There are several conditions that cause varying levels of anterior cruciate ligament (ACL) instability. These include: sprains, avulsion fractures, ACL deficiencies, and complex ligament injuries. More than half of all types of ACL injuries occur with associated damage to another part of the knee – most commonly, another ligament, articular cartilage (bone lining), or meniscus (cushion pad). Types of ACL injuries can be diagnosed by a thorough examination, X-rays, and magnetic resonance imaging (MRI).
A sprain occurs when the fibers or threads of the ligament are stretched, partially torn, or in severe cases, completely ruptured. ACL sprains are classified by a grade as follows:
Grade I ACL Sprain
Grade I sprains are considered the most mild of the different types of ACL injuries. While patients will experience symptoms, they can usually be treated without surgery. This type of ACL sprain occurs when the fibers of the ligament are stretched, but a tear does not exist. For the most part, the knee will remain stable. Symptoms of a Grade I sprain include tenderness, swelling, moderate knee pain, and some limit to mobility. A period of rest, along with anti-inflammatory medications, crutches, and ice can usually remedy this type of injury.
Grade II ACL Sprain
A Grade II sprain refers to an ACL injury where the fibers of the ligament are partially torn. This particular injury occurs occasionally, but in most cases the tears will be complete. The same symptoms apply as a Grade I sprain, however they tend to be more severe. The difference is in the instability, because some fibers of the ligament are actually torn, and the joint may feel unstable or as if it will give out during activity. In other cases, the joint will feel stable, so not all Grade II sprains will require surgery. Reconstruction of a partially torn ACL will depend on the patient’s age, activity level, and sports or fitness goals, and will primarily depend on the patient’s symptoms. In cases of instability, partial, or complete, ACL reconstruction is typically recommended.
Grade III ACL Sprain
Grade III sprains are the most common types of ACL injuries among athletes. This occurs when the fibers of the ligament are completely torn. This is often referred to as a rupture, meaning the ligament has completely torn apart into two sections. Symptoms of a Grade III sprain are frequently more severe. Swelling and tenderness may be immediate, knee pain can be severe, and stiffness may result. Rarely, a complete ACL tear can occur without pain, swelling, or stiffness Grade III sprains almost always leave the knee unstable.
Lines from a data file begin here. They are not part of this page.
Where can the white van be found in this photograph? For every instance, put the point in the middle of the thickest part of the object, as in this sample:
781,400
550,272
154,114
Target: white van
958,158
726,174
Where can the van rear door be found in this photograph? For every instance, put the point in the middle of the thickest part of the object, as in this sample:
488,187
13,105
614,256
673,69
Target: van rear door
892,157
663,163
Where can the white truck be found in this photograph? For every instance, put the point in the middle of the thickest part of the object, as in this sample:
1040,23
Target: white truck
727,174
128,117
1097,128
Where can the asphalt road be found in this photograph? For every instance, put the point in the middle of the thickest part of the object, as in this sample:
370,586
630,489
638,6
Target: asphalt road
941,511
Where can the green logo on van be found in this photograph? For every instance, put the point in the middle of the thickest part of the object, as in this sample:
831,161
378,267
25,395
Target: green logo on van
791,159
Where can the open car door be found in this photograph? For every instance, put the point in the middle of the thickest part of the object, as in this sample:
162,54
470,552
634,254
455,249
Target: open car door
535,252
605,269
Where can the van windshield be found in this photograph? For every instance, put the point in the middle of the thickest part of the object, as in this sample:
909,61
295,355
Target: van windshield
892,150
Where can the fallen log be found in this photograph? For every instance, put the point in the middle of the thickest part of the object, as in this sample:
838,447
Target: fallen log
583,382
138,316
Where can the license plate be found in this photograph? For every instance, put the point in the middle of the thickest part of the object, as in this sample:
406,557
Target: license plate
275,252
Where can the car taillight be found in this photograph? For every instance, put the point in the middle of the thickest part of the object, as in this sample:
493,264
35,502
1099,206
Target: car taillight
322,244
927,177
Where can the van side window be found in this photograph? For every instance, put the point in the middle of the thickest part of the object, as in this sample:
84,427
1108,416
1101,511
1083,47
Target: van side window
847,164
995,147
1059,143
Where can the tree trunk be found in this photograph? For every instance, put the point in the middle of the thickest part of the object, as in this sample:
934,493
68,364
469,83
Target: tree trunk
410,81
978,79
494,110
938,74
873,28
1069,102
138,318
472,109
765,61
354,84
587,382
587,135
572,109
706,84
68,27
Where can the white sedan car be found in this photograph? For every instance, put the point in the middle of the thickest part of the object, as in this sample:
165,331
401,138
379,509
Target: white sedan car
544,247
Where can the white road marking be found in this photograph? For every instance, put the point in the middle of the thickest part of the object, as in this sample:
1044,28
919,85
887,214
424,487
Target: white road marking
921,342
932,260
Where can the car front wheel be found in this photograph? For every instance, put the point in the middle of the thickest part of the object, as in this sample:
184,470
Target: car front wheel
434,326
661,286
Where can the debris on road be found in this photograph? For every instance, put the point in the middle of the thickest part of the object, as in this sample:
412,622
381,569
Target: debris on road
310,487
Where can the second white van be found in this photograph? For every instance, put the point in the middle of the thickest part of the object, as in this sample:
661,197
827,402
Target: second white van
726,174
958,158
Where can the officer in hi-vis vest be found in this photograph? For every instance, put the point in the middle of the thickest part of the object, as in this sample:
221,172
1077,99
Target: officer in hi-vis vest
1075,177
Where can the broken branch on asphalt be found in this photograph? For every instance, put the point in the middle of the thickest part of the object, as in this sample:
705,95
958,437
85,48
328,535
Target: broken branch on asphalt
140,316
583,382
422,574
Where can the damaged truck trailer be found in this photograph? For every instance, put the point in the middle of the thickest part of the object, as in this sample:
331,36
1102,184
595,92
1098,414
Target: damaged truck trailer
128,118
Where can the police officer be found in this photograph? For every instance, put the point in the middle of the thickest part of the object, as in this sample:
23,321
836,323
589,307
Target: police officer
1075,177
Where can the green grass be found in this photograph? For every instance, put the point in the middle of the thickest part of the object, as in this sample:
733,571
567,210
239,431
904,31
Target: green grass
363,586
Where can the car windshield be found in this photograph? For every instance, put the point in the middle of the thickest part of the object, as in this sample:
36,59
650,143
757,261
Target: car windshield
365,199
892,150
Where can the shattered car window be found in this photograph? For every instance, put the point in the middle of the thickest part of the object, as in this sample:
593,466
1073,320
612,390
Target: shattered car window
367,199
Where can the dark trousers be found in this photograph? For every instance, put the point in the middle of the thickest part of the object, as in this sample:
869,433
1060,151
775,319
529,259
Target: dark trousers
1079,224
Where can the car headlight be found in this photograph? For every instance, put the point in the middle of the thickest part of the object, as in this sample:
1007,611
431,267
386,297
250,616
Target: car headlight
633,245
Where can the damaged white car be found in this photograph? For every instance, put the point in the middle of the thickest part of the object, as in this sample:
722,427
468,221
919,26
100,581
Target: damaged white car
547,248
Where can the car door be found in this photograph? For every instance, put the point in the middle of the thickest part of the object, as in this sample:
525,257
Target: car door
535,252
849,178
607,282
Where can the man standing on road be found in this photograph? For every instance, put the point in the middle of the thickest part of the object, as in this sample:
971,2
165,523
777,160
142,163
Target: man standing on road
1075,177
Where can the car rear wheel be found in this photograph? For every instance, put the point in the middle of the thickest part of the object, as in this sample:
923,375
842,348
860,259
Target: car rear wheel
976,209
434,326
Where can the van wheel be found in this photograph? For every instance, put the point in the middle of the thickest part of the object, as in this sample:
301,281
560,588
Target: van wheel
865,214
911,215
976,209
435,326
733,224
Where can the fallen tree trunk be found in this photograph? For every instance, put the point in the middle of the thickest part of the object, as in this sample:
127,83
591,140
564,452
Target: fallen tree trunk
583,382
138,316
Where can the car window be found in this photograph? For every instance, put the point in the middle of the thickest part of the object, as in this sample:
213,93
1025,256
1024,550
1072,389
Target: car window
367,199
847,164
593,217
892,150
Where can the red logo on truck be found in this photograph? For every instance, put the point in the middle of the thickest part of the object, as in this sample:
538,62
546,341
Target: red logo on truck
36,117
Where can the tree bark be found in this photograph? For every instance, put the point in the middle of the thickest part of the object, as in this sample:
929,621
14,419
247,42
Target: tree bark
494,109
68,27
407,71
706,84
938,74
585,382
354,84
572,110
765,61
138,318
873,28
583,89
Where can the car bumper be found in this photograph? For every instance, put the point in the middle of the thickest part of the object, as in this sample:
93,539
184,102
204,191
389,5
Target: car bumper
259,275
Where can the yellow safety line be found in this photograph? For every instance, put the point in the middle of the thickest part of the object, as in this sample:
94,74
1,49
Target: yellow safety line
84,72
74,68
For this particular grade of injury, reconstructive surgery is usually recommended, once full extension is achieved and the swelling decreases.
ACL Avulsion Fracture
ACL avulsion fracture is more rare than an ACL sprain, and occurs when the ACL tears by breaking a piece of bone off from where the ligament attaches to the thigh or leg. In most cases, it’s the tibia (leg bone) that is affected—meaning, the ACL rips by breaking (fracturing) a piece of bone from where it attaches to the shinbone. This is usually the result of excessive overuse and muscular contraction during sports. Direct trauma through a blunt force or hit can also cause this type of injury. ACL avulsion fractures are more common in children than in adults, but can occur in adults, and are quite common in skiers.
ACL Deficient Knee
Knees that do not have an anterior cruciate ligament, are in most cases unstable, and instability results in unwanted, ongoing symptoms for patients. The most prominent symptom is knee buckling, which will be felt during running and cutting activities, as well as walking down stairs, and sometimes during other everyday activities. In other cases, there is a sensation that the knee will buckle if the patient is not careful and attentive. While patients can live with ACL deficiency by decreasing activity, this can lead to meniscus tearing, cartilage damage, and eventually, the onset and progression of osteoarthritis. These additional knee injuries are due to buckling, the sensation of buckling, or even as a result of micro-instability. Therefore, surgery is usually recommended for younger patients, active patients, or patients who live in areas or have occupations which require climbing or walking on uneven ground.
Complex and Multi-Ligament Knee Injuries
Sometimes, in conjunction with an ACL injury, other damage may exist within the knee. The ACL may become injured along with meniscus damage (which occurs in the vast majority of cases), or with damage to cartilage. Damage may also occur to the ACL plus another ligament. Multi-ligament damage usually occurs when a traumatic event is severe. If it is suspected that the ACL is injured along with another knee structure, a thorough exam, followed by an X-ray and an MRI is required. When multiple knee ligament injuries occur, sometimes, a knee dislocation or fracture can also be present. In order to correct the overlapping injuries, your physician will need to perform a multi-ligament reconstruction surgery to repair damaged ligaments, as well as use a graft to replace ligaments and tendons that cannot be saved.